I feel as though I am obsessed with construction, I always have been and so it’s little surprise that this is rubbing off on Arlo. We have all sorts of sets, from the ever popular childrens classics such as Lego, to some newer toy kits featuring magnets and we love sitting down and playing with them – from following instructions to build something “properly” to just coming up with something completely new. It was such a great day for me to bring out some of my childhood Lego bricks to play with Arlo.
I’m currently in the midst of my teacher training and constantly looking at ways to encourage children to engage with Design and Technology as a subject and I’m absolutely fascinated with problem solving and “design through making.” It seems obvious when playing to take some building blocks and try to figure out how to make something – if it doesn’t work then you fiddle around until it does. That’s the fun part.
This trial and error process is essential to design and something which designers in industry participate in regularly but already I have seen children in schools take designs and sketches which they don’t think are good enough and try to scrunch them up to put them in the bin. It’s my mission to encourage children to realise that making mistakes is part of the design process and whatever the project is, you can take an initial sketch or model and annotate it – talk about the bits which don’t work and then figure out how to improve it – it’s very rare to get something right the first time and it’s why we produce models. Some of the worlds most inventive designs have been modelled during the preliminary stages using children’s toys.
This brings me on to the Morphun Total Stem kit I was kindly given to share with you. After spotting a brand new kit on display at the Blog on conference I went to last month I was super excited to see a huge box which includes pulleys and gears and all sorts of other bits and bobs to build with. This is a completely new style of construction kit and the huge box I came home with has been so much fun to explore. Inside are numerous different pieces and a full set of instructions including teaching resources and worksheets for building projects for kids aged 5-10.

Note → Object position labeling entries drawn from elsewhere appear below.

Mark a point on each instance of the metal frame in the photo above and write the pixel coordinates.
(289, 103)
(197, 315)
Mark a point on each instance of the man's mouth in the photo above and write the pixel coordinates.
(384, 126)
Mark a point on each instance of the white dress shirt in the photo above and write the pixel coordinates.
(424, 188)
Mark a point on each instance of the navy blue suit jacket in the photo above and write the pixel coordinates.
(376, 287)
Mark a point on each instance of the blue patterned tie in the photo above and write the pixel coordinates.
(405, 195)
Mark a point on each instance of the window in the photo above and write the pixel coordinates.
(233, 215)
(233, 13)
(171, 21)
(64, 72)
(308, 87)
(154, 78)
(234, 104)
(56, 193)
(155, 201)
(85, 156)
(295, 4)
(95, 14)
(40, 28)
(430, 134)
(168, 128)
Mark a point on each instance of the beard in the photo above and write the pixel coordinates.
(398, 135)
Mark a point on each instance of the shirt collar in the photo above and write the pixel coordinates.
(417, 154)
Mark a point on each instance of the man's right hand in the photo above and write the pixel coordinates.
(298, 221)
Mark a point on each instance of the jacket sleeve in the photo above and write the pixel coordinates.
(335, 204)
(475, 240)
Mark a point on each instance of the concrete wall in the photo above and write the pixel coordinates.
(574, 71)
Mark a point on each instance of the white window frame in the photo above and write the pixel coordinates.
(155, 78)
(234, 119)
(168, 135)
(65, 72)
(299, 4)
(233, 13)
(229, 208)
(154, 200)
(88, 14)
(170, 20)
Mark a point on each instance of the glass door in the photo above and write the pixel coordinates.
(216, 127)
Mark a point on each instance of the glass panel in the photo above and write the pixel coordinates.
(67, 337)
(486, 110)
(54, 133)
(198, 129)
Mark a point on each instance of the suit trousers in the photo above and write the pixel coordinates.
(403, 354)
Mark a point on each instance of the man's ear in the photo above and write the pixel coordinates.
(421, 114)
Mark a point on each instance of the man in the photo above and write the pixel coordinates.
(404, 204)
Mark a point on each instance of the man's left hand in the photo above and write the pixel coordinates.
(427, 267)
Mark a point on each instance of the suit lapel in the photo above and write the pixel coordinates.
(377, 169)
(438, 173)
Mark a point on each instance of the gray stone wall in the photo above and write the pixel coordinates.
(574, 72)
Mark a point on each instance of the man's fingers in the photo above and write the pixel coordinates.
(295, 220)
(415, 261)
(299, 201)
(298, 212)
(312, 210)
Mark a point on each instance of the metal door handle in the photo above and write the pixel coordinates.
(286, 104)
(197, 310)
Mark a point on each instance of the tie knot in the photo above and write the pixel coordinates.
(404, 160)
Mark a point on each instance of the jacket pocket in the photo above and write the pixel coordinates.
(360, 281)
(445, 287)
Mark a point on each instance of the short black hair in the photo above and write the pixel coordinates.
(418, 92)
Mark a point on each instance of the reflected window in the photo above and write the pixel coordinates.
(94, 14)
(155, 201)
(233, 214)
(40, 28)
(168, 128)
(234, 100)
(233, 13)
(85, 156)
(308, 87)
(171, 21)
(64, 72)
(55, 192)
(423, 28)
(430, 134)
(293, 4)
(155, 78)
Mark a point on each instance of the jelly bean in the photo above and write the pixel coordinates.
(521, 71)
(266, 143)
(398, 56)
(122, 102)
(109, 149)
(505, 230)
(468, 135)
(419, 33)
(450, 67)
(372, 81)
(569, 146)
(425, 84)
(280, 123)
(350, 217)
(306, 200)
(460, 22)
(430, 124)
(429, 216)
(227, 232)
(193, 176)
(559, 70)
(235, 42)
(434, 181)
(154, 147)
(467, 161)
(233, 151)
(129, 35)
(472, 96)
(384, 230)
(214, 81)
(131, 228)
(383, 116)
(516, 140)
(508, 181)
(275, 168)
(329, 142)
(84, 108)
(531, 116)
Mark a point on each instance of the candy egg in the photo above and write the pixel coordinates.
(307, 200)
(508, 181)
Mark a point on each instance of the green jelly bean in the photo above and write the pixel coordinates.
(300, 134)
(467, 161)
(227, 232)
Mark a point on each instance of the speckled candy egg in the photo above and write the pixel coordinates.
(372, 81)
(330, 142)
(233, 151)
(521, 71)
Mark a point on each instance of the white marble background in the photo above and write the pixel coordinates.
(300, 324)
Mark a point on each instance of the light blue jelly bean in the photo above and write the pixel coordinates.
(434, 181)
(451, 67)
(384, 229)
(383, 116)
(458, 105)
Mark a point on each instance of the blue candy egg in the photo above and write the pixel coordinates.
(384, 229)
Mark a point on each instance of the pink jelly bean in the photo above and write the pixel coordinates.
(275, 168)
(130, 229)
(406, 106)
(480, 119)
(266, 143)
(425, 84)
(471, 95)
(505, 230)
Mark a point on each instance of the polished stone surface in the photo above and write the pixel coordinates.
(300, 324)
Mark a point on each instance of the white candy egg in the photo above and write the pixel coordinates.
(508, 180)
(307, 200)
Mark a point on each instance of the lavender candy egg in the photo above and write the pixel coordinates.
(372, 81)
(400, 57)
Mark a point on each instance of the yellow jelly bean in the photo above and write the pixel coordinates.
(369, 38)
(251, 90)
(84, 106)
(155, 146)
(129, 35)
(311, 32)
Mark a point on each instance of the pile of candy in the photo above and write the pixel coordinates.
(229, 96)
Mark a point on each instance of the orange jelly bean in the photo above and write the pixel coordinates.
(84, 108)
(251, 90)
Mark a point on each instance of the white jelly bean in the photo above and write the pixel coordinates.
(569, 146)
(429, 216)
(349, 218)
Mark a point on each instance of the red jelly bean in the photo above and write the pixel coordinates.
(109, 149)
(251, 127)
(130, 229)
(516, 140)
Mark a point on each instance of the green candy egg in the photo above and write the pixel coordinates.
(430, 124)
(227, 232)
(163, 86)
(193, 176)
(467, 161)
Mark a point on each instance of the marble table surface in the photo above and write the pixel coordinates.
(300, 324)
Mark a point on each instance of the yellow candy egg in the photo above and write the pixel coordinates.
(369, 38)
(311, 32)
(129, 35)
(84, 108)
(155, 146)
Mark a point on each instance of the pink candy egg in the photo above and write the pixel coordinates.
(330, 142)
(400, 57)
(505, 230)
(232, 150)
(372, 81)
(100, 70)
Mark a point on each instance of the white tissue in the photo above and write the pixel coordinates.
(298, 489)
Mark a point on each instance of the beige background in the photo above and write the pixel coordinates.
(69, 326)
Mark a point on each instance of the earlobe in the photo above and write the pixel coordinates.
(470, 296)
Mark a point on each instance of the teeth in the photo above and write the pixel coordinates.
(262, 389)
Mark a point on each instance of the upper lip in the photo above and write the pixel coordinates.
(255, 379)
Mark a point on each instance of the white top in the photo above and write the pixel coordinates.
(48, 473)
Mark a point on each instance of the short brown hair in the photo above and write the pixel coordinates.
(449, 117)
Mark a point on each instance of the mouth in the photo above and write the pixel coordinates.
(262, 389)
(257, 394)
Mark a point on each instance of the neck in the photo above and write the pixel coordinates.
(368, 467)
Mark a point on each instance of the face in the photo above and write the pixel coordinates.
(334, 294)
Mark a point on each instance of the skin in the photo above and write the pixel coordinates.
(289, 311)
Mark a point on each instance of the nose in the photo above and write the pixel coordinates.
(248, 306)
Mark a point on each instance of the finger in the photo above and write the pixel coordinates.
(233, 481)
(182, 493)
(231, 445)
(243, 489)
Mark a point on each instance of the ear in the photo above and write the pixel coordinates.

I of course started to play with Arlo at home. I pulled out some of the simplest worksheets and we began to make a simple vehicle by slotting pieces together. It’s quite tricky to get the hang of at first because the way these pieces fit together is truly unique – but once you figure it out then it’s intuitive and you can build really solid projects. I was really excited to put together a pulley system to help him rotate the pieces of a “digger” to raise the arm. He was engaged with this throughout the build and then played with the toy we made for quite a while. Often when we use build kits the final piece isn’t robust enough for play and so this was a very pleasant surprise. In fact it took us quite a while to deconstruct it when wanted to make something new.
With quite complex parts involved Arlo isn’t quite there when it comes to building his own mechanical designs independently. He’s happy to slide random pieces together and also work with me on projects and ask for advice on which moving parts will work best but I’m hoping that using these from such a young age will give him insight in to the types of systems required for developing skills in robotics and engineering – it sounds almost far fetched but finding fun in problem solving through play with STEM toys at this age really is useful.
To get a different perspective I invited my nephew Logan to play with this set a she’s at the top end of the age range. He pulled out one of the most challenging projects – a helicopter build with pulleys and gears. We sat together initially and I demonstrated how the pieces work before he was able to independently follow the instructions on the worksheet. Being new to the process he made some mistakes with the orientation of pieces and figured out through the build that he had to go back and make adjustments. Instead of getting frustrated with this he was excited when he figured out these issues and I got a sense of achievement through him explaining exactly why something wouldn’t work and how he was correcting himself.
We spent two hours playing – when he finished the project and he finished with a huge helicopter – this used quite a lot of different pieces and we talked about what would happen if we changed gear sizes or if we began rotating the pulley systems a different way. Instead of just explaining the theory behind the process we were able to build and experiment further and I feel that he got a really good understanding of how systems work. The box also had a healthy supply of pieces left for us to continue to build and play.
Seeing how this new resource engages both a four year old and a ten year old (and myself as an adult) for so much time is really refreshing. I see these as a great investment for a home or indeed in a classroom setting. I’ve spotted Morphun kits available to order in the U.K. on Amazon and I feel that the price ranges for the starter kits are comparable with other brands of construction toys and offer great play value considering the longevity potential for use and the educational play value. There are add on kits and I’m also intrigued by the math and literary sets too.